Compute the median, mean, skewness and Pearson’s skewness of the resulting sample. What fraction of households report a taxable income below the mean? How do the results depend on the assumed upper bound?

In [92]:
#Here I calculated the median of the sample

def Median(xs):
    cdf = thinkstats2.Cdf(xs)
    return cdf.Value(0.5)

Median(sample)

51226.45447894046

In [93]:
def RawMoment(xs, k):
    return sum(x**k for x in xs) / len(xs)

In [94]:
#Here I calculated the mean of the sample.

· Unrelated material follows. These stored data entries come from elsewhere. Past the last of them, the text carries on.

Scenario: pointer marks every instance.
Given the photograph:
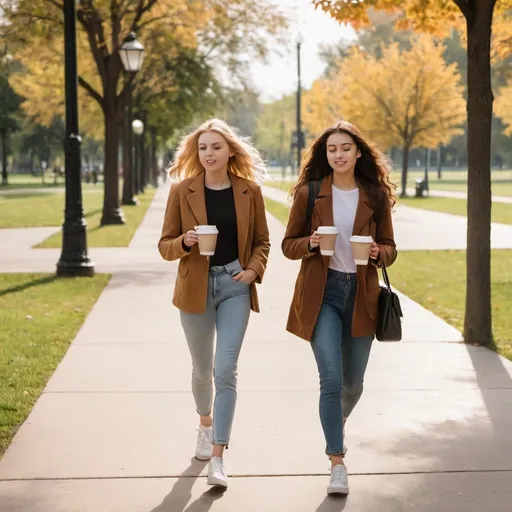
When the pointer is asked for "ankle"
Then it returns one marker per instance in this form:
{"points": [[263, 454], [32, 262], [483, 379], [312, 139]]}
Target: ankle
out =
{"points": [[337, 460], [206, 421]]}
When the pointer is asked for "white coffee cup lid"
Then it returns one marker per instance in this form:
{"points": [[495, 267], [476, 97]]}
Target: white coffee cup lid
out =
{"points": [[207, 230], [361, 239], [327, 230]]}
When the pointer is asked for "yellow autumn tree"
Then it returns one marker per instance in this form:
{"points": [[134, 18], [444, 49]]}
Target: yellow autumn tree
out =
{"points": [[409, 98], [503, 107], [322, 105], [476, 21]]}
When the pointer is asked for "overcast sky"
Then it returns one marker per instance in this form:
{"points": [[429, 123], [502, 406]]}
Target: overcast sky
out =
{"points": [[279, 76]]}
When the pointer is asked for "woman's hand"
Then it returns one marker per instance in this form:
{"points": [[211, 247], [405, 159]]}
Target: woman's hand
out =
{"points": [[314, 240], [374, 251], [190, 238], [246, 276]]}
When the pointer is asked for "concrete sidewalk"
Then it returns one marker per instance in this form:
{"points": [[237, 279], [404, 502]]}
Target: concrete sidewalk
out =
{"points": [[114, 429], [420, 230]]}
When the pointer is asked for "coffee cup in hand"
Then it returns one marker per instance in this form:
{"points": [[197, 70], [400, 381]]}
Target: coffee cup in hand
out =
{"points": [[328, 236], [207, 239], [361, 248]]}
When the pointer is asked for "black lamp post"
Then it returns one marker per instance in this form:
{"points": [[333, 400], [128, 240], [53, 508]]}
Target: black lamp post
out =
{"points": [[132, 57], [300, 136], [138, 130], [74, 260]]}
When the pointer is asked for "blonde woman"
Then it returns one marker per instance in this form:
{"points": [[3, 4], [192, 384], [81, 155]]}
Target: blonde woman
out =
{"points": [[218, 174]]}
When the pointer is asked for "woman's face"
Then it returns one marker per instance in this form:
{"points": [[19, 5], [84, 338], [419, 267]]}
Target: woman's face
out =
{"points": [[342, 153], [214, 151]]}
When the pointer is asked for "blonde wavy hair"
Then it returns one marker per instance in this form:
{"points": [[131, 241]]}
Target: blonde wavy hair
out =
{"points": [[246, 161]]}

I created a variable called mean_sample
#so I could use at the fraction less then the mean below
def Mean(xs):
    return RawMoment(xs, 1)

mean_sample = Mean(sample)
print(mean_sample)

74278.70753118733


In [95]:
#here I calculated the skewness 
def StandardizedMoment(xs, k):
    var = CentralMoment(xs, 2)
    std = np.sqrt(var)
    return CentralMoment(xs, k) / std**k

def Skewness(xs):
    return StandardizedMoment(xs, 3)

Skewness(sample)

4.949920244429583

The 4.94 skewness is positive and indicate its skewed right (longer tail)

In [96]:
#calculated the Pearson Median Skewness
def PearsonMedianSkewness(xs):
    median = Median(xs)
    mean = RawMoment(xs, 1)
    var = CentralMoment(xs, 2)
    std = np.sqrt(var)
    gp = 3 * (mean - median) / std
    return gp

PearsonMedianSkewness(sample)

0.7361258019141782

In [97]:
#verified the fraction of population that income is less than the mean in %
fraction_less_mean = cdf.Prob(mean_sample)*100
print(round(fraction_less_mean,2))

66.0


66% of households report a taxable income below the mean. Since the dataset is in a form of a series of income ranges, if I change the upper limit, the mean will increase. I did a test and changing the log_upper from 6 (one million) to 7(10 million), that would bring the mean to 124,267 and the fraction of population below that to 85%. The skewness increases to 11.60 which will make the tail longer to the right.

All of this is based on an assumption that the highest income is one million dollars, but that's certainly not correct.  What happens to the skew if the upper bound is 10 million?



Without better information about the top of this distribution, we can't say much about the skewness of the distribution.